Gemessen daran ist der Vortrag der Beklagten unzureichend, eine positive Fortführungsprognose zum 31.12.2020 oder zum 25.08.2021 darzulegen:

Dass ein - erst recht aussagekräftiges - Sanierungskonzept bestand, hat die Beklagte nicht vorgetragen. Ebenso wenig hat sie vorgetragen, dass sie zu irgendeinem Zeitpunkt einen Liquiditätsstatus sowie einen Ertrags- und Finanzplan erstellt hätte. Es ist nicht ersichtlich, dass sie sich überhaupt jemals eine belastbare Übersicht über die Finanzsituation der Schuldnerin verschafft haben könnte. Dass eine konzerninterne Finanzierung durch die Poolführerin möglich war, lässt sich mangels näheren Vortrags zur Ausschöpfung der Kreditlinie und etwaig bestehenden Aktiva nicht feststellen. Dagegen spricht, dass die Poolführerin der Schuldnerin die notwendige Liquidität für die Mietzahlungen jedenfalls seit Juni 2021 nicht mehr zur Verfügung stellte.

Auf ihr in Zukunft zur Verfügung stehende Betriebsräume, die eine Fortsetzung des Betriebes ermöglicht hätten, kann sich die Beklagte nicht berufen. Die Schuldnerin befand sich am 25.08.2021 mit den Mietzahlungen seit Juni 2021 in Verzug. An diesem Tag sprach die Vermieterin berechtigterweise und von der Schuldnerin hingenommen die fristlose Kündigung des Mietvertrages für das Business-Center aus. Dass und inwieweit die Schuldnerin im Jahr 2021 überhaupt noch ein „operatives Geschäft“ vornahm, lässt sich nicht feststellen und wird allein durch diese von der Beklagten in den Raum gestellten Schlagworte nicht nachvollziehbar dargelegt. Der Jahresabschluss weist für das Jahr 2020 mit 1.032,07 € jedenfalls nahezu keine Forderungen aus Lieferungen und Leistungen aus. Die betrieblichen Erträge betrugen lediglich 104.463,11 €. Löhne und Gehälter sind mit 0,00 € ausgewiesen.

Schließlich lässt sich nicht einmal der Wille der Beklagten zur Unternehmensfortführung feststellen. Die Schuldnerin hat die fristlose Kündigung im Ergebnis widerstandsfrei hingenommen und ihre Geschäftstätigkeit spätestens zum 30.09.2021 eingestellt.

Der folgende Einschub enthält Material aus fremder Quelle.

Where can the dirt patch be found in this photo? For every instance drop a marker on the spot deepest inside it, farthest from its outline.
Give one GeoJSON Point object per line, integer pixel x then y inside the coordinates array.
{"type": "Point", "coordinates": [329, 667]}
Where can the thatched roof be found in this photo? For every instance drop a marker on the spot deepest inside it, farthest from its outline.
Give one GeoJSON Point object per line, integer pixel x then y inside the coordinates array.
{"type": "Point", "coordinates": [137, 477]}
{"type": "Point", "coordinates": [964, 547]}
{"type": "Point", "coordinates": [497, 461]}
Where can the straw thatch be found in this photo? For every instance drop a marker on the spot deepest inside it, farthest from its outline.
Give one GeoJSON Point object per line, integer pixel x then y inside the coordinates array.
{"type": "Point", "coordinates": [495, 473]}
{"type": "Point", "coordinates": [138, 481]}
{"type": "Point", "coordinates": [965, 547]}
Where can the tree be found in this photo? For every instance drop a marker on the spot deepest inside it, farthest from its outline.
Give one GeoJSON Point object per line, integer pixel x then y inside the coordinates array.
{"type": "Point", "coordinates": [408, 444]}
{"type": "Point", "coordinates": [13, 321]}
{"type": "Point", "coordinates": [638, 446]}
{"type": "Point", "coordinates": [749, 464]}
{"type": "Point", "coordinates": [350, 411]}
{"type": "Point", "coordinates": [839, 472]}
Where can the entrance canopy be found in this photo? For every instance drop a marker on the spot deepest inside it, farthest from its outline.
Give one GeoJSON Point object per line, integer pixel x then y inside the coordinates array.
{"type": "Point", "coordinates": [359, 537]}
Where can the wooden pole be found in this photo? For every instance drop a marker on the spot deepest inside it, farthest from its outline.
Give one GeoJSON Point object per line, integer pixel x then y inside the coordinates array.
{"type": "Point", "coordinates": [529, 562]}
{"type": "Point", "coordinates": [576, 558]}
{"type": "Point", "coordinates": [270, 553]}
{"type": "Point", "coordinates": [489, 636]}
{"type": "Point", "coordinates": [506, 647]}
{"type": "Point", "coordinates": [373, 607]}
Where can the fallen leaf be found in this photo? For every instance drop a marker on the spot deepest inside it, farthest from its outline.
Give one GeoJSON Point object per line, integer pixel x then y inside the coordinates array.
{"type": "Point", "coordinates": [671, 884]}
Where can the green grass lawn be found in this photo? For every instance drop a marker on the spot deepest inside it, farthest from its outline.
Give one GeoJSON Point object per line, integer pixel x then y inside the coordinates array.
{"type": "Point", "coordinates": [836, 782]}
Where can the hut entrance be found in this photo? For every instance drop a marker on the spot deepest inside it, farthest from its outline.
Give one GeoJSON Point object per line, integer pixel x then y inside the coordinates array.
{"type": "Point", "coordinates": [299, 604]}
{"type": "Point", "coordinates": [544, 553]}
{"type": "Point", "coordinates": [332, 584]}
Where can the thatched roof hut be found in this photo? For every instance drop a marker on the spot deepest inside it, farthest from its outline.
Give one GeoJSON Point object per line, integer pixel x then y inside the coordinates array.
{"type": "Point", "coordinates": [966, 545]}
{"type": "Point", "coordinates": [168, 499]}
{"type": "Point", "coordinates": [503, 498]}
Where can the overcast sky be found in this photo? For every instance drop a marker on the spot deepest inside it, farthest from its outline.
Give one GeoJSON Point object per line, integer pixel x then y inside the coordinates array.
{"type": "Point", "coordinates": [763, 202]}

bb) Die streitgegenständlichen Auszahlungen von dem Unterkonto der Schuldnerin bei der Poolführerin sind mit dem Landgericht als masseschmälernde Zahlungen der Beklagten iSv § 15b Abs. 1 Satz 1 InsO anzusehen.

(1) Bei den Auszahlungen handelt es sich um von der Beklagten veranlasste Zahlungen.

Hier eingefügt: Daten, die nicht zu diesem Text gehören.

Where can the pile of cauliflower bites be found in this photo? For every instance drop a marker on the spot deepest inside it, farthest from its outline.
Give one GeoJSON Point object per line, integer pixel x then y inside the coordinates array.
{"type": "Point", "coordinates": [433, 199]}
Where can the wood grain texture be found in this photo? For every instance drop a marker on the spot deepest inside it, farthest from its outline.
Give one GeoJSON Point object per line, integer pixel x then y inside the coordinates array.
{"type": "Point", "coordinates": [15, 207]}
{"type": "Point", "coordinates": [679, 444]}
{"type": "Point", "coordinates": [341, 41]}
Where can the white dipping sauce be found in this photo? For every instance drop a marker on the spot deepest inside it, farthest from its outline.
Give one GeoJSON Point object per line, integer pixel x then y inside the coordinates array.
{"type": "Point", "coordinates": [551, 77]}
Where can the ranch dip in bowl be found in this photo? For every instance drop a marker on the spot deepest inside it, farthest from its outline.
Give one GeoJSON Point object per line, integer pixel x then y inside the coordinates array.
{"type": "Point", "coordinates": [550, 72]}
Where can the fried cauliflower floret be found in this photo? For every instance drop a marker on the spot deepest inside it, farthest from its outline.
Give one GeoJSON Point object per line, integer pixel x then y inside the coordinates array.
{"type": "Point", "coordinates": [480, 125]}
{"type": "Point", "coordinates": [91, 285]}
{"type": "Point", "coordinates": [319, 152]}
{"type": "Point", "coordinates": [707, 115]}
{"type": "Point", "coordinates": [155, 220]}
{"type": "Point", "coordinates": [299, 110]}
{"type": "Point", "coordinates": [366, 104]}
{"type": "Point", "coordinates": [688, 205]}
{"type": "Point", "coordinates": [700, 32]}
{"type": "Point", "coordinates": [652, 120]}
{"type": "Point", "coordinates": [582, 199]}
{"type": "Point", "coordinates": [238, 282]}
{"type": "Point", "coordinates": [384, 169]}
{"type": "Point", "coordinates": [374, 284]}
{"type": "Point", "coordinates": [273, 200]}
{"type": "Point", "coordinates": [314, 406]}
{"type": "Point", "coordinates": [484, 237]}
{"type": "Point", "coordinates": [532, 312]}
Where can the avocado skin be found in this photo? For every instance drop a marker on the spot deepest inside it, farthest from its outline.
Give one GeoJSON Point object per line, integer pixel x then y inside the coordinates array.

Voraussetzung der Haftung des Geschäftsführers gemäß § 15b Abs. 4 Satz 1 InsO ist, dass die Zahlung und die dadurch verursachte Schmälerung des Gesellschaftsvermögens zu Lasten der Gläubigermehrheit durch ihn „veranlasst” worden sind. Er kann nur für solche Schmälerungen des Gesellschaftsvermögens verantwortlich gemacht werden, die mit seinem Wissen und Willen geschehen sind oder die er hätte verhindern können (BGH, Urt. v. 16.03.2009 - II ZR 32/08, Rn. 13; MüKoInsO/Klöhn, aaO, § 15b Rn. 130). Beruht die Zahlung unmittelbar auf der Handlung eines Dritten, so genügt es, wenn diese Handlungen auf einer Erklärung oder Vereinbarung beruhen, die dem Geschäftsleiter zuzurechnen sind (OLG München, Urt. v. 13.02.2013 - 7 U 2831/12, NJW 2013, 1747, 1748; MüKoInsO/Klöhn, aaO, § 15b Rn. 133). Eine von dem Geschäftsleiter veranlasste Zahlung liegt gleichermaßen bei automatisierten Zahlungsvorgängen vor. Auch reicht die Mitwirkung des Geschäftsführers für die Annahme einer Rechtshandlung aus. Kann er den Vermögensabfluss verhindern und ist ihm ein solches Verhalten zumutbar, stellt auch dies grundsätzlich eine Rechtshandlung dar (Noack/Servatius/Haas, aaO, § 15b InsO Rn. 90 ff.).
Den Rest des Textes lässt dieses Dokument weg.